The scatterplot shows a moderately strong, positive, linear association between Days Since April 1st and Snow Depth in March, with one potential outlier. 77.7% of the variability in Days Since April 1st is accounted by the LSR model on Snow Depth in March.

With the LRS model, we can approximate the number of Days Since April 1st that Tioga Pass will open this year based on the Snow Depth data for March 2021.

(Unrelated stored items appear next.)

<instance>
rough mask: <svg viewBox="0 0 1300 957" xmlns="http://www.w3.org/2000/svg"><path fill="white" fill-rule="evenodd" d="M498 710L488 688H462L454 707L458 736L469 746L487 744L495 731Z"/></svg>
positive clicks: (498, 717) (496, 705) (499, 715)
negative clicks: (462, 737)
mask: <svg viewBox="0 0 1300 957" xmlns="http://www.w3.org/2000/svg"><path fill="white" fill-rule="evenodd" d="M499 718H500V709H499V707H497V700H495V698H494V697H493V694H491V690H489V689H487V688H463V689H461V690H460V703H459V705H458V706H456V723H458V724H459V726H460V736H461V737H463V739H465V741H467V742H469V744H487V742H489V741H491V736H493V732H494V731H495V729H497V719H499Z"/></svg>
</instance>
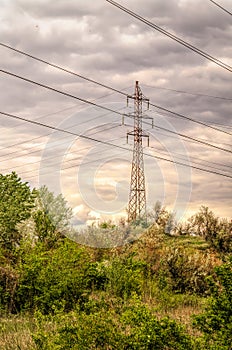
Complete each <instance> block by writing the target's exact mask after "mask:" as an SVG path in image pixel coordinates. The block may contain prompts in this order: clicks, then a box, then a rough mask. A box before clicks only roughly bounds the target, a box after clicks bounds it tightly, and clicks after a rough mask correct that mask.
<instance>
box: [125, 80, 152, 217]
mask: <svg viewBox="0 0 232 350" xmlns="http://www.w3.org/2000/svg"><path fill="white" fill-rule="evenodd" d="M129 98H132V99H134V113H133V117H134V130H133V131H131V132H129V133H127V140H128V136H129V135H132V136H134V148H133V158H132V168H131V183H130V194H129V204H128V222H129V223H130V222H138V221H141V220H143V221H146V219H147V217H146V189H145V174H144V162H143V138H144V137H146V138H147V139H148V145H149V136H148V135H146V134H144V132H143V128H142V119H143V103H144V102H146V103H147V105H148V108H149V99H148V98H146V97H145V96H144V95H143V94H142V91H141V89H140V87H139V82H138V81H136V83H135V93H134V95H132V96H128V97H127V100H128V99H129ZM149 119H151V118H149Z"/></svg>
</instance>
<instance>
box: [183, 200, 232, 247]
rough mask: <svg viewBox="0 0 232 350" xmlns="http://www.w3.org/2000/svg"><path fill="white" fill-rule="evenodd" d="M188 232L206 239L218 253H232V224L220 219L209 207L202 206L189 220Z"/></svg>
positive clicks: (205, 239)
mask: <svg viewBox="0 0 232 350" xmlns="http://www.w3.org/2000/svg"><path fill="white" fill-rule="evenodd" d="M188 230H189V231H191V232H194V233H195V234H197V235H199V236H202V237H204V238H205V240H206V241H207V242H209V244H210V245H211V246H212V247H213V248H214V249H216V250H217V251H218V252H223V253H230V252H231V251H232V223H231V222H229V221H228V220H227V219H220V218H219V217H217V216H216V215H215V214H214V213H213V212H212V211H211V210H210V209H209V208H208V207H205V206H202V207H201V208H200V210H199V212H198V213H197V214H195V215H193V216H192V217H191V218H190V220H189V225H188Z"/></svg>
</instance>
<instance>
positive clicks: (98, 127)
mask: <svg viewBox="0 0 232 350" xmlns="http://www.w3.org/2000/svg"><path fill="white" fill-rule="evenodd" d="M121 109H122V108H120V109H118V110H121ZM108 114H109V113H105V114H101V115H99V116H96V117H93V118H91V119H89V120H87V121H82V122H81V123H75V124H73V125H72V126H70V127H69V128H68V130H69V129H72V128H73V127H74V126H78V125H80V124H81V125H83V124H85V123H87V122H91V121H93V120H96V119H98V118H102V117H104V116H106V115H108ZM37 121H38V119H37ZM104 125H105V124H104ZM101 126H102V125H98V126H97V128H99V127H101ZM51 134H52V133H49V134H46V136H49V135H51ZM69 136H70V135H68V136H67V135H66V136H64V137H62V138H60V139H59V141H60V140H63V139H66V138H67V137H69ZM41 137H44V136H39V137H38V138H41ZM34 139H37V138H34ZM34 139H32V140H34ZM55 142H57V141H55ZM24 143H27V141H26V142H23V143H22V144H24ZM63 143H66V142H62V143H59V146H60V145H62V144H63ZM19 144H20V143H19ZM19 144H15V145H19ZM15 145H11V146H10V147H9V148H11V147H13V146H15ZM42 145H43V143H42ZM36 147H37V146H33V147H30V152H27V153H26V154H23V156H25V155H29V154H33V153H37V152H41V149H36V150H35V151H31V150H32V149H33V148H36ZM7 148H8V147H5V148H3V149H7ZM3 149H1V151H2V150H3ZM23 151H26V150H23ZM19 152H21V150H16V151H13V152H10V153H7V154H4V155H0V158H2V157H5V156H9V155H12V154H15V153H16V154H17V153H19ZM14 158H15V156H13V157H11V158H6V159H3V160H1V164H2V163H3V162H6V161H9V160H11V159H14Z"/></svg>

current_snow_depth = TUM_3['VALUE'].iloc[-1]
print(current_snow_depth, 'inches')

predicted_days = slope*current_snow_depth + intercept
print(np.round(predicted_days), 'days since April 1')
50.53846153846154 inches
56.0 days since April 1
raw_date = datetime.date(2021, 4, 1) + datetime.timedelta(np.round(predicted_days))
print(raw_date)
2021-05-27

Historically, NPS has always opened Tioga Pass on a Monday. As such, May 27 needs to be rounded to the following Monday.

import datetime
def nextMonday(date):
    monday = 0
    days_ahead = monday - date.weekday() + 7
    return date + datetime.timedelta(days_ahead)

predicted_date = nextMonday(raw_date)
print(predicted_date)
2021-05-31

Conclusion

Based on the snow depth data up to March 13, 2021, my prediction for this year’s Tioga Pass Opening Date is May 31, 2021.